Why are flu vaccines less effective in the elderly?

JAX receives grant to learn why flu vaccines are less effective in the elderly

$2.8 million federal grant to The Jackson Laboratory (JAX) to understand the aging-related genomic changes in immune cells that affect responses to flu vaccines.

The National Institute of Allergy and Infectious Diseases has awarded a grant totaling $2.8 million over five years to Jackson Laboratory Professor and Director of Immunological Sciences to understand how immune system function changes with age. Single-cell analyses will allow Banchereau and colleagues to investigate changes at the cellular and molecular level, before and after vaccination, providing the insight needed for vaccines to better protect the elderly.

These studies are performed in close collaboration with George Kuchel, M.D., F.R.C.P., director of the Center on Aging at UConn Health, and UConn Health Associate Professor Janet McElhaney, M.D.  Kuchel and McElhaney are sharing samples collected from their patients.

Also actively involved are JAX Associate Professor and Director of Single Cell Biology Paul Robson, Ph.D., Adolpho García-Sastre, Ph.D., of the Icahn School of Medicine at Mount Sinai, and Virginia Pascual, M.D., of Weill Cornell Medical College.

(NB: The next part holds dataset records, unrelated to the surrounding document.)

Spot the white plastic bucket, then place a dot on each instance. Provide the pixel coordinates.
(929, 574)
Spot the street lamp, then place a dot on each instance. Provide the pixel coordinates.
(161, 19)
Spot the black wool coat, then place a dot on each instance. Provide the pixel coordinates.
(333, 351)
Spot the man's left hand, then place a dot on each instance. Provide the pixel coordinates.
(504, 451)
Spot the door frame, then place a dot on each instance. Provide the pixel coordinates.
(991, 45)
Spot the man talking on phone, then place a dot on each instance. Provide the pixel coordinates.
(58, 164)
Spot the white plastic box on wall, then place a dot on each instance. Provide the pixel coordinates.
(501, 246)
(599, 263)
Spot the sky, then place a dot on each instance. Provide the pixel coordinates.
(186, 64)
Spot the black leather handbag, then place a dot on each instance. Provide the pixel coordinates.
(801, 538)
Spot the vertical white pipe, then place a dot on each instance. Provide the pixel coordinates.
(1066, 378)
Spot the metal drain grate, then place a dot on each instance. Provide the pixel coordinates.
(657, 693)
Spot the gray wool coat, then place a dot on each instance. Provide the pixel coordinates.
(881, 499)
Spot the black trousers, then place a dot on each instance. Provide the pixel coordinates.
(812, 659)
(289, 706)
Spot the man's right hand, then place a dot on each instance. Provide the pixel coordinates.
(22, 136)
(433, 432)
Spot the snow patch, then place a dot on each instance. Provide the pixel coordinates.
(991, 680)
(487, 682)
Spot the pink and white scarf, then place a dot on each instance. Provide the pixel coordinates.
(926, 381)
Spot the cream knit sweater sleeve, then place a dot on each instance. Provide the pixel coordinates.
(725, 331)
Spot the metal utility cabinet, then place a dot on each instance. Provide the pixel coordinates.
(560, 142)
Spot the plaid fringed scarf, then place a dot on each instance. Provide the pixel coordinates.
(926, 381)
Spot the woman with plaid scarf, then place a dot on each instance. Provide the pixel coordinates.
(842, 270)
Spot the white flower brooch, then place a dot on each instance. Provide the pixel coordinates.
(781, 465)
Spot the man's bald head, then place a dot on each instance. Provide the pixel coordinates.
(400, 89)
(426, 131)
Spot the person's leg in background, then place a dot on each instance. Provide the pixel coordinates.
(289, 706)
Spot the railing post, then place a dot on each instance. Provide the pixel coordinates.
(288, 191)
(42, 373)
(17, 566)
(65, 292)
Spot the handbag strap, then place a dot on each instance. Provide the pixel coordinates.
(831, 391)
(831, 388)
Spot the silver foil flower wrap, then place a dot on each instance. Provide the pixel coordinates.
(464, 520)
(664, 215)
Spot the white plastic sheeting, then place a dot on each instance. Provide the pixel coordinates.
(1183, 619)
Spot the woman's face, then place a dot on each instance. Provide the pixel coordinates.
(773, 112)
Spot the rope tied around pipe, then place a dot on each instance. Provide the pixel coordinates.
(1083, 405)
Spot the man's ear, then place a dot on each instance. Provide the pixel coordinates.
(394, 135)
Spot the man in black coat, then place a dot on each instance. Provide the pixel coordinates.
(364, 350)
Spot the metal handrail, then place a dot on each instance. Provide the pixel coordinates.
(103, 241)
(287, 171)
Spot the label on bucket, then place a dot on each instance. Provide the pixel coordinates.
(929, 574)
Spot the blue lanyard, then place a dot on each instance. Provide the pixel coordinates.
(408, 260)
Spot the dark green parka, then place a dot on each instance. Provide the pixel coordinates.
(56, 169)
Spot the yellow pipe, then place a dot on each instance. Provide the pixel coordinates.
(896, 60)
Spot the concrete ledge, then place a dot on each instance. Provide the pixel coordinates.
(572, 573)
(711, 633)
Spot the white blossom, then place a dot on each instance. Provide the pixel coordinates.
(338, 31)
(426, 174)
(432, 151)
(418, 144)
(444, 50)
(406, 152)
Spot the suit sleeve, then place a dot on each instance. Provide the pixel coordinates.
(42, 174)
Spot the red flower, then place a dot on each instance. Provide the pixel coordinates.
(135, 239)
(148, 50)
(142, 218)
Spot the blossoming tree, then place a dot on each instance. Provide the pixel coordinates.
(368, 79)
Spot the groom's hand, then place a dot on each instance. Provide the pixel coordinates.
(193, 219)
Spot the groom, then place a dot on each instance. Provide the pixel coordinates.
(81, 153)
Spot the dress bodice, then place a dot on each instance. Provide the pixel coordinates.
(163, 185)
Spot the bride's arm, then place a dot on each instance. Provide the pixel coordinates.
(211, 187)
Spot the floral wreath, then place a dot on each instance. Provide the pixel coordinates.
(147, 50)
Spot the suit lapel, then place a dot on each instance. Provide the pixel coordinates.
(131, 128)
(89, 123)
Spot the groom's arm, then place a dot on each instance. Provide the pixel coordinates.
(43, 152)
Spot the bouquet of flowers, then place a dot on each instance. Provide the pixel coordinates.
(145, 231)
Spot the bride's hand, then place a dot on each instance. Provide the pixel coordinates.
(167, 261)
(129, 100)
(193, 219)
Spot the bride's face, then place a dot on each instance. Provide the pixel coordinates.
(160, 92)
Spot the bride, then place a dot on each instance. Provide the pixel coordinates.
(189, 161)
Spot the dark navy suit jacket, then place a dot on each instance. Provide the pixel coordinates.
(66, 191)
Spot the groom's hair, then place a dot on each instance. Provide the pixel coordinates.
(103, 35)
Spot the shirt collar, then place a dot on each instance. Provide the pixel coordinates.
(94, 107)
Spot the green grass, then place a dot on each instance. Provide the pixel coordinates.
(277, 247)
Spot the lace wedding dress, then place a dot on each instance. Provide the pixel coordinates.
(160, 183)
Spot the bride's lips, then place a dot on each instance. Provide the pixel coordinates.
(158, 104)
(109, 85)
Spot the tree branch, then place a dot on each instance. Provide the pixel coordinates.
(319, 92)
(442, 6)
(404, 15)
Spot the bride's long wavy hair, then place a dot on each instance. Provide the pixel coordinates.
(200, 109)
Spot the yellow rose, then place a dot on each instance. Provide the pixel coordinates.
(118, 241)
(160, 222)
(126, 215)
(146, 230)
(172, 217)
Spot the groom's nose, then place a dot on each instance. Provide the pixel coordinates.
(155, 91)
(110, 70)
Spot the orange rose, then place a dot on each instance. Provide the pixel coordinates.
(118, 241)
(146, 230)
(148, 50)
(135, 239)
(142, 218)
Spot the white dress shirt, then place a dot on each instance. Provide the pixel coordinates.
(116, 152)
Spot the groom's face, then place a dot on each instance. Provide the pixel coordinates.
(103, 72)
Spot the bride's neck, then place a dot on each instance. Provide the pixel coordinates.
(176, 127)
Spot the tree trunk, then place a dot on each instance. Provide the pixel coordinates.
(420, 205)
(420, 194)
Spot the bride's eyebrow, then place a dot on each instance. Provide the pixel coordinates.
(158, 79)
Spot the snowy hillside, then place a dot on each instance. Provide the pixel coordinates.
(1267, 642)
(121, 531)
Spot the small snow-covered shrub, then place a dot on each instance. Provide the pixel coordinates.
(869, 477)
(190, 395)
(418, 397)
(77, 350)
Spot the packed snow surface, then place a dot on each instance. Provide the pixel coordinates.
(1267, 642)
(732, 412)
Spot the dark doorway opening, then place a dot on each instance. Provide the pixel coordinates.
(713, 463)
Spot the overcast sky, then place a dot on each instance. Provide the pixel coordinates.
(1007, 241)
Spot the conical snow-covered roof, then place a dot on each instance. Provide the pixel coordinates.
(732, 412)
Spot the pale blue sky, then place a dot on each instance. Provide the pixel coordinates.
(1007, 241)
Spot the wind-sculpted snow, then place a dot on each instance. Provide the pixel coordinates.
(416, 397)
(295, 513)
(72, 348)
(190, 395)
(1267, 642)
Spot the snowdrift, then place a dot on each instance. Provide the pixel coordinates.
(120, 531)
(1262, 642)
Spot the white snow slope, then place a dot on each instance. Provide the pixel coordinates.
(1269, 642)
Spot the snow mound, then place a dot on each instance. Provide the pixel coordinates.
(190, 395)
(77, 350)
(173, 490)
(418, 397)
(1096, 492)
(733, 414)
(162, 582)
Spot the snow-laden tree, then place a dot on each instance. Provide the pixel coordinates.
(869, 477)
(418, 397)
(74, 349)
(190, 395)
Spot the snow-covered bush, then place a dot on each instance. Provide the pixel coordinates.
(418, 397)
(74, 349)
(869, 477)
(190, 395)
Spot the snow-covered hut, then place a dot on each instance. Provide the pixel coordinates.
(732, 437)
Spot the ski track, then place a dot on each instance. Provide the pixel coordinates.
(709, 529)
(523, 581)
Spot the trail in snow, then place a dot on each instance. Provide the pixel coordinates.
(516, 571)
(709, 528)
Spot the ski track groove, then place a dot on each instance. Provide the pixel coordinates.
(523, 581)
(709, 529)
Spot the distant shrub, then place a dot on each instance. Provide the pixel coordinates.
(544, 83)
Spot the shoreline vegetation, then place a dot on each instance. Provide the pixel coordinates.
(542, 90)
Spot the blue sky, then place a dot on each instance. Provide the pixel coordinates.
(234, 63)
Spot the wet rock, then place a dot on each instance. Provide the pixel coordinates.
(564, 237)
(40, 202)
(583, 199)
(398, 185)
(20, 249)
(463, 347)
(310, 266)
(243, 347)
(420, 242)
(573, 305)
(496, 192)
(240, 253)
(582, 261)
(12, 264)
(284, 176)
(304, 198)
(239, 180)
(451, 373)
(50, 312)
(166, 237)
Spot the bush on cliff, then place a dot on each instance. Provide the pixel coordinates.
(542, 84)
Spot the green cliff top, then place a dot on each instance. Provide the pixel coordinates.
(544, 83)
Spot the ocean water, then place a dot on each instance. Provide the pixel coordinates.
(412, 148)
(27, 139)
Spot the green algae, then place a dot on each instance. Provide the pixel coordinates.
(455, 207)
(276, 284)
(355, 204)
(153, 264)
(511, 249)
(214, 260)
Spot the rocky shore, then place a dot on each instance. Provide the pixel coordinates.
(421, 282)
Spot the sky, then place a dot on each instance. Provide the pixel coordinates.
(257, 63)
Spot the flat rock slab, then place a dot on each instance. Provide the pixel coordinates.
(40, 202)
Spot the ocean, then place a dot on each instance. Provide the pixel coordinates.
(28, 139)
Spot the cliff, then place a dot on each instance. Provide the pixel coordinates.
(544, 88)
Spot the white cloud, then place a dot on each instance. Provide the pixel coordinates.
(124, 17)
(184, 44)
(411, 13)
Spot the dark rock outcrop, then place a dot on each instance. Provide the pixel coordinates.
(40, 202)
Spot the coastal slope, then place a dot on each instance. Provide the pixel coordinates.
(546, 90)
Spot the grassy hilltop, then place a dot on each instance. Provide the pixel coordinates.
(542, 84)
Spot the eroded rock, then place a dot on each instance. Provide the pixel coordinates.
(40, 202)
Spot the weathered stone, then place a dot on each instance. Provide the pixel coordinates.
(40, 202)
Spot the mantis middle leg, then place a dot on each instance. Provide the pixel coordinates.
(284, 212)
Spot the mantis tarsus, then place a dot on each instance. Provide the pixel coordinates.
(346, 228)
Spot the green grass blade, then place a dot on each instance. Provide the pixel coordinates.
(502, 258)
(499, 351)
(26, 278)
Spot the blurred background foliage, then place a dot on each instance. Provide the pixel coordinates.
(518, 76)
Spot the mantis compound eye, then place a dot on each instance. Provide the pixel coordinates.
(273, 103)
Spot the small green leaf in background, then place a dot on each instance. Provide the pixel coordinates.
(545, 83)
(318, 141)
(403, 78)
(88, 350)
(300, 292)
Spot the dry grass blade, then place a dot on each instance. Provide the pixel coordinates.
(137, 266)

In the U.S., an estimated 90 percent of deaths due to influenza are in people aged 65 and older. “The declining ability of the aging immune system to mount protective responses to vaccines is a major threat to the healthy, independence and survival of older adults,” Banchereau says.

Single-cell profiling will be used to identify immune signatures of aging from peripheral blood mononucleated cells (PBMCs). PBMCs are blood cells with a nucleus, which include the adaptive immune system’s lymphocytes (T cells, B cells, NK cells) and monocytes, but not the nucleus-lacking red blood cells. Subsets of immune cells can be distinguished based on their vaccine response, or lack thereof. The differences between those that respond and those that don’t will identify the immune mechanisms involved in a successful immune response and what impairs the response in the elderly. The research will also generate a considerable amount of molecular and functional data relevant to adaptive immunity in the elderly.

“The data will be an important resource for future studies of the elderly immune system in health and disease,” Banchereau says.